Scientific classification
- Kingdom: Animalia
- Phylum: Chordata
- Class: Aves
- Order: Passeriformes
- Family: Nectariniidae
- Genus: Aethopyga
- Species: A. flagrans
- Binomial name: Aethopyga flagrans Oustalet, 1876

= Flaming sunbird =

- Genus: Aethopyga
- Species: flagrans
- Authority: Oustalet, 1876
- Conservation status: LC

Species of bird

The flaming sunbird (Aethopyga flagrans) is a species of bird in the family Nectariniidae.
It is endemic to the northern Philippines found on the islands of Luzon and Catanduanes. Its natural habitat is tropical moist lowland forests. It was formerly conspecific with the Maroon-naped sunbird.

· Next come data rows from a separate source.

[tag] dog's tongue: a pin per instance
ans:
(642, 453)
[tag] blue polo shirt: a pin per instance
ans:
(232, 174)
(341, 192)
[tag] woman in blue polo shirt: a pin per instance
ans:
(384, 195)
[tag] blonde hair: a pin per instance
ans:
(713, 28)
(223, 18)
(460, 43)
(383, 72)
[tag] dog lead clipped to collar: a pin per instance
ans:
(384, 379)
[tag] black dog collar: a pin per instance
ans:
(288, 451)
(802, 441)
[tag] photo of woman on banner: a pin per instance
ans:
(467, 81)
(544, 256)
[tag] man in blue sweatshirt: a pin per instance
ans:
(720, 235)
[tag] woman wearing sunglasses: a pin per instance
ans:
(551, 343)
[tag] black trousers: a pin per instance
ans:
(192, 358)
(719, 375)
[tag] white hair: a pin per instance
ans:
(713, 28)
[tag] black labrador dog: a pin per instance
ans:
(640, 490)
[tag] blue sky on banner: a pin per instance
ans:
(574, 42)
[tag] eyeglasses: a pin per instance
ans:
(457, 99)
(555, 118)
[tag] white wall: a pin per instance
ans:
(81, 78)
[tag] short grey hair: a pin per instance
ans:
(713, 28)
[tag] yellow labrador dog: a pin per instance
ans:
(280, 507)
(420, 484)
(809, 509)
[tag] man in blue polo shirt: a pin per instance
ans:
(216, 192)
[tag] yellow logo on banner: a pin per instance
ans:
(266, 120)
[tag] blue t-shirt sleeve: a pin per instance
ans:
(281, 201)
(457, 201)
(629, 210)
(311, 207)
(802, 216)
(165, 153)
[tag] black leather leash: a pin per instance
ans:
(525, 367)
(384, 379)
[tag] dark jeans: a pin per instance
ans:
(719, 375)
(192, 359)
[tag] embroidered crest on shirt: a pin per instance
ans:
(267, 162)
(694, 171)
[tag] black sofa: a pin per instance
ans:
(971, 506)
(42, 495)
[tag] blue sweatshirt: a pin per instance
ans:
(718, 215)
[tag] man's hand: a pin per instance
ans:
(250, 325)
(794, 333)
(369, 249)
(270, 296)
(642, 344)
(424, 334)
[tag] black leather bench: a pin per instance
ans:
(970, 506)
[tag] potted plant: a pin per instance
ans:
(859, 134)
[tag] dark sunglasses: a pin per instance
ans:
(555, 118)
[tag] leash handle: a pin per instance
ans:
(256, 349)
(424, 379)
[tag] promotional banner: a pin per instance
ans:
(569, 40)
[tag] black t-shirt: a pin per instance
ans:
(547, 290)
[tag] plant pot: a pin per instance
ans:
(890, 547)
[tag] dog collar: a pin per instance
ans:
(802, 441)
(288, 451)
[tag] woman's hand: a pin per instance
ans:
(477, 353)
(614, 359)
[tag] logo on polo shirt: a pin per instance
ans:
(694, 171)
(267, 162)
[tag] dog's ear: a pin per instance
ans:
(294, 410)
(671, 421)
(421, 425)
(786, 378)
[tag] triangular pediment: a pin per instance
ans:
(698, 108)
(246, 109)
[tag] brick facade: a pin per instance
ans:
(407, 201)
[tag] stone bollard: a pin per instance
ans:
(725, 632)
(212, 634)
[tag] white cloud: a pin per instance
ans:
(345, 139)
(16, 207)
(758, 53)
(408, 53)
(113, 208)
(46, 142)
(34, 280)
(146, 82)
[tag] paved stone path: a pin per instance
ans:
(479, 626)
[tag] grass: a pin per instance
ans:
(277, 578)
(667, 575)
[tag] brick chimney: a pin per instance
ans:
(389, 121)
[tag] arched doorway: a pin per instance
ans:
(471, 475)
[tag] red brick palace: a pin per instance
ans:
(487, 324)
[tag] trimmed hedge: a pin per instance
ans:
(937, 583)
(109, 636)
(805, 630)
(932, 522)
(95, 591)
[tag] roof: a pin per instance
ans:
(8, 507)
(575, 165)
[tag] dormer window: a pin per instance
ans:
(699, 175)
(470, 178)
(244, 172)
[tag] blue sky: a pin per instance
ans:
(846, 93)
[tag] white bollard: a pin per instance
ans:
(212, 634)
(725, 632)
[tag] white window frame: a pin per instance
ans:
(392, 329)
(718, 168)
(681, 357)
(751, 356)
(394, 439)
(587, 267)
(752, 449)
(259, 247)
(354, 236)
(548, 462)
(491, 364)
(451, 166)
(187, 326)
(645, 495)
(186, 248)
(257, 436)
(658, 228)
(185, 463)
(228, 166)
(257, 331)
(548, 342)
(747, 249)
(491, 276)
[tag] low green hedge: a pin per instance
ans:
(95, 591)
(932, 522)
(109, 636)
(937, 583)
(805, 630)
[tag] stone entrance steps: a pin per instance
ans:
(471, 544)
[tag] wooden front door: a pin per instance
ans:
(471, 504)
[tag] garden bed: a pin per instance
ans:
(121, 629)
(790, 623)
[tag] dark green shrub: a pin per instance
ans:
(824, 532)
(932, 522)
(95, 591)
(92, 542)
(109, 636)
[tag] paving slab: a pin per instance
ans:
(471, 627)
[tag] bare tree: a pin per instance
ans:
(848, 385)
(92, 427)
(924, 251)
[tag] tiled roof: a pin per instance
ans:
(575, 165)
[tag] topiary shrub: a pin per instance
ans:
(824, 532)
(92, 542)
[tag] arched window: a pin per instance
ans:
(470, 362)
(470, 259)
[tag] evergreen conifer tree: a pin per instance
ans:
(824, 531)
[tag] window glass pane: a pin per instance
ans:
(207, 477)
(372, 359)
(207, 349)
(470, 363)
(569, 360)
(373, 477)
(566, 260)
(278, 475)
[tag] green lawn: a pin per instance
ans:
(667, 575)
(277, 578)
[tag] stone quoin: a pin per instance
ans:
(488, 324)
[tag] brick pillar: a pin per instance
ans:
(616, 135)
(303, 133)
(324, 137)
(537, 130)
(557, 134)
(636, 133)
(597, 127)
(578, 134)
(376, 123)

== Description and taxonomy ==
Described on Ebird as "A small bird of forest and edge from the lowlands to low elevations in the mountains on Luzon and Catanduanes. Has a fairly long, curved bill, olive upperparts, and a yellowish upper belly. Male has a blackish tail, face, throat, and chest, with green iridescence on the forecrown and purple on the throat. Similar to Olive-backed Sunbird, but has a red chest spot, an orange wash on the upper belly, and no white outer tail feathers. Female has a gray throat and lacks the yellow brow. Voice includes a high-pitched double-noted call, "chik-chik!"

It was previously conspecific with the Maroon-naped sunbird but it differs in molecular genetics, a less glossy crown, the a greenih instead of maroon nape and duller yellow belly.

=== Subspecies ===
This species is now monotypic but two subspecies were formerly recognized:

- A. f. flagrans – Found on Northeast Luzon
- A. f. decolor – Found South Luzon and Catanduanes;

Subspecies weakly differentiated and have been synonymized.

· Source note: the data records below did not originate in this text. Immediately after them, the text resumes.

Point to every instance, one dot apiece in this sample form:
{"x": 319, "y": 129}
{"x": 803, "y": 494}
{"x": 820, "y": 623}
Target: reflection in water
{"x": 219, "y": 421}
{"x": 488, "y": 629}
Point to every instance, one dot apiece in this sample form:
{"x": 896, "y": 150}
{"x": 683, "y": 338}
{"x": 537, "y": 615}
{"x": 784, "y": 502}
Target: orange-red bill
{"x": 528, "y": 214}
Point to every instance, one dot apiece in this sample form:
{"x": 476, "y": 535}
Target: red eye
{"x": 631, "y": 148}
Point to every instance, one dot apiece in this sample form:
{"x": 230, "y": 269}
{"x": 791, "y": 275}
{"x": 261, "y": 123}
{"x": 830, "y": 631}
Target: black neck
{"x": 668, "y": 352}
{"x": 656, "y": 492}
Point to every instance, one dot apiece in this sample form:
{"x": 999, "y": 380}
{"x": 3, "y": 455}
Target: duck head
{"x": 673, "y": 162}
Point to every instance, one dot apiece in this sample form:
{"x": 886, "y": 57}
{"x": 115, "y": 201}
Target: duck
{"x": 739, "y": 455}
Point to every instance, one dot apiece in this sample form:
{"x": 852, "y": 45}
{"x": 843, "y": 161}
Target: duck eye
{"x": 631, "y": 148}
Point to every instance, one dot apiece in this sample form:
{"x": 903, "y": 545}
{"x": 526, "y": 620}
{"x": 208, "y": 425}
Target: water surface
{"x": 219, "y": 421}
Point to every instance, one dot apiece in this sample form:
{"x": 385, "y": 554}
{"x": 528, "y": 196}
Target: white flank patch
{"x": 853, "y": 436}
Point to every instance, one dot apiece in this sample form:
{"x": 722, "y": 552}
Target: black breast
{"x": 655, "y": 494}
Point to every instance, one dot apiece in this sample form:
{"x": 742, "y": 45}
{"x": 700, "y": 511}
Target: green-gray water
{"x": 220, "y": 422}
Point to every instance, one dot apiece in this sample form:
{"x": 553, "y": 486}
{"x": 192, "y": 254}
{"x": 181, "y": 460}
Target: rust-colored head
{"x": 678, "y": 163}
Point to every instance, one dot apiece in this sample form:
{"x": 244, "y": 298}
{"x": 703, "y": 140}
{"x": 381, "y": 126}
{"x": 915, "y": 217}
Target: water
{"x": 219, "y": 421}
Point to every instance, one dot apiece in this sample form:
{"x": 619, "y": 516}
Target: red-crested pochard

== Ecology and behavior ==
Not much is directly known about its diet but often seen feeding on nectar of the non-native Hibiscus and pressumed to feed on insects and even seeds. Typically seen alone or in pairs but also joins mixed-species flocks

== Habitat and conservation status ==
Its natural habitat is moist tropical primary and secondary forest up to 1,350 meters above sea level.

The IUCN has classified the species as being of Least Concern where it is said to be locally common. However, the population is believed to be declining due to deforestation from land conversion, Illegal logging and slash-and-burn farming.

It is found in multiple protected areas such as Mount Banahaw, Mount Makiling, Mount Isarog, Bataan National Park and Northern Sierra Madre Natural Park but like all areas in the Philippines, protection is lax and deforestation and hunting continues despite this protection on paper.